Rebuilding After Changes

# Rebuild UI + WAR + deploy (never use docker compose restart)
cd core/src/main/webapp/ui && npm run build && cd ../../../..
mvn clean package -f core/pom.xml -Pdevelopment -DskipTests -q
cp core/target/core.war docker/core/core.war
cd docker
export COUCHDB_USER=admin COUCHDB_PASSWORD=password   # required env
docker compose -f docker-compose-simple.yml up -d --build --force-recreate core

Testing

# CMIS TCK tests (requires running Docker environment)
mvn test -Dtest=BasicsTestGroup,TypesTestGroup,ControlTestGroup,VersioningTestGroup \
  -f core/pom.xml -Pdevelopment

# Playwright E2E tests
cd core/src/main/webapp/ui && npx playwright test --project=chromium

# QA integration tests
./qa-test.sh qa

OpenCMIS JAR Resolution

NemakiWare uses custom OpenCMIS 1.1.0-nemakiware JARs (Jakarta EE compatible).

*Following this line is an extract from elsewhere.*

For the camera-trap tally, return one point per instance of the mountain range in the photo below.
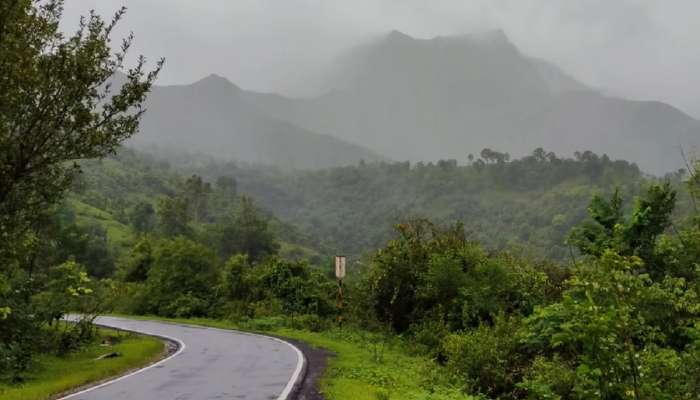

Pre-built JARs are in lib/built-jars/ and must be installed before the first build:

./scripts/install-opencmis-local.sh

Documentation

Document Description
Release Notes User-facing changelog (latest: 3.1.1-RC6.9)
Architecture System architecture overview
AWS Deployment Production deployment on AWS
Bedrock Embedding Amazon Bedrock setup
Cloud Integration Google / Microsoft setup
Archive Enhancement Retention & cold storage
Connector Delegation Folder-scoped External Ingestion delegation (RC3+)
Multi-replica Deployment Required conditions and known limitations for N≥2 replicas
SOC Audit Integration Audit log shipping + SIEM playbooks (Filebeat / Fluent Bit / Vector → Elastic / Loki / Splunk). Templates under docs/soc-templates/ — 4 of 6 CLI-validated by scripts/validate-soc-templates.sh (RC6.4+)
Manual Verification — Connectors コネクタ / インポートプロファイル / ガバナンス / Simulate-remove のステップバイステップ手動検証手順 (curl + UI 並記、RC6.4 時点)

Etymology

"Nemaki" derives from the Japanese word "寝巻き" (pajamas). Relax and enjoy happy enterprise time as if you are lying on the couch in your room!

License

Copyright (c) 2013-2026 aegif.

NemakiWare is Open Source software licensed under the GNU Affero General Public License version 3. See legal/LICENSE for details.